I was tripped up by the release of pip 19 and want to share what I learned so that you can avoid the same bruises.
Rasterio has a pyproject.toml file since version 1.0. This file specifies the build requirements of Rasterio, the packages you must have to build working modules from the source. These include Cython, because Rasterio is largely written in the Cython language, and Numpy, because Cython needs Numpy's C headers.
When pip 10 was released, it began to use this pyproject.toml file and you may have noticed that the old two-step build of Rasterio
pip install numpy cython
pip install --no-binary rasterio rasterio
wasn't necessary anymore. Pip would check the pyproject.toml file and install numpy and cython before moving on to Rasterio's own setup script. Note well that pip 10 would install numpy and cython into the site-packages folder of the currently active Python environment. Pip 19 changes this.
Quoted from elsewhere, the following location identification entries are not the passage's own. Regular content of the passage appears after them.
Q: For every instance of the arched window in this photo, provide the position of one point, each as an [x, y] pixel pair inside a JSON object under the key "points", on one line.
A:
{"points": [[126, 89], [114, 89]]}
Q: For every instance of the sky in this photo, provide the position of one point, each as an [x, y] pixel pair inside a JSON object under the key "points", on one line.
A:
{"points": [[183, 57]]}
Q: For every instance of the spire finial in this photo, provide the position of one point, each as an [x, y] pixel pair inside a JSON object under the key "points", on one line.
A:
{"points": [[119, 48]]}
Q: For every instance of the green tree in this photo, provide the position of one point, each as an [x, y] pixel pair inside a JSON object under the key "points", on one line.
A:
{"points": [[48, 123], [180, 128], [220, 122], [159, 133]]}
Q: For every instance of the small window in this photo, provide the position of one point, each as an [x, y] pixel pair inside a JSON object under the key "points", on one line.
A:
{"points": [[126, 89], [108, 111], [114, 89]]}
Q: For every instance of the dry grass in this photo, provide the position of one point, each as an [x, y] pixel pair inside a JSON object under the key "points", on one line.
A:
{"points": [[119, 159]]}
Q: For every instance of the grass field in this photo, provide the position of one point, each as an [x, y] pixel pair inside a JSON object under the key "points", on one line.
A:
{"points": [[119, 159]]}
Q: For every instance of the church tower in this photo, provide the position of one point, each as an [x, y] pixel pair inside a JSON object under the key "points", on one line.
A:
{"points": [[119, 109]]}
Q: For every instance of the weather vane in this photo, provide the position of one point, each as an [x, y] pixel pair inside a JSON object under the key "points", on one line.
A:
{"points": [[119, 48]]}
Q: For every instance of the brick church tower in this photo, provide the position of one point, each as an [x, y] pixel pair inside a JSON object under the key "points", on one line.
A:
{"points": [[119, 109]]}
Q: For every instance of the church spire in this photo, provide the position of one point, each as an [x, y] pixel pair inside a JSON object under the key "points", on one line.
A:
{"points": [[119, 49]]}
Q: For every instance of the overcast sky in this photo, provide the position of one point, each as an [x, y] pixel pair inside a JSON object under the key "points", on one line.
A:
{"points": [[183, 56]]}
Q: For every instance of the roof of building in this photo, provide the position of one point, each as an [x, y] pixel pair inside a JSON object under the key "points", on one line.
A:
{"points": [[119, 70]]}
With pip 19, the default is to create a new temporary environment and install numpy and cython into it. And because I didn't specify versions in pyproject.toml, this means the latest numpy (1.16.0 as I type this). Extension modules compiled using the 1.16.0 headers aren't compatible with older versions of numpy. Importing them will result in a ValueError and a message about mismatched struct sizes.
In Rasterio's wheel-building system we have a different way of satisfying the build-time dependencies, but the new temporary environment snuck in, entailed a dependency on numpy 1.16.0 and then when we tested the wheels with versions of numpy that *should* have been compatible, we had failed tests. It was rather perplexing until I reminded myself to check the pip change log. The problem was easy enough to solve: we use the --no-build-isolation option of pip install and our builds go on as they did with earlier pip versions.
You'll see the same thing if you build wheels for production and then try to use them with an older version of numpy.
I'm hesitant to pin numpy in pyproject.toml because the right version sort of depends on your Python version. However, there's a potential stumbling block here that needs to be addressed. If anybody has more experience and wisdom to share about the new features of pip, I'm all ears.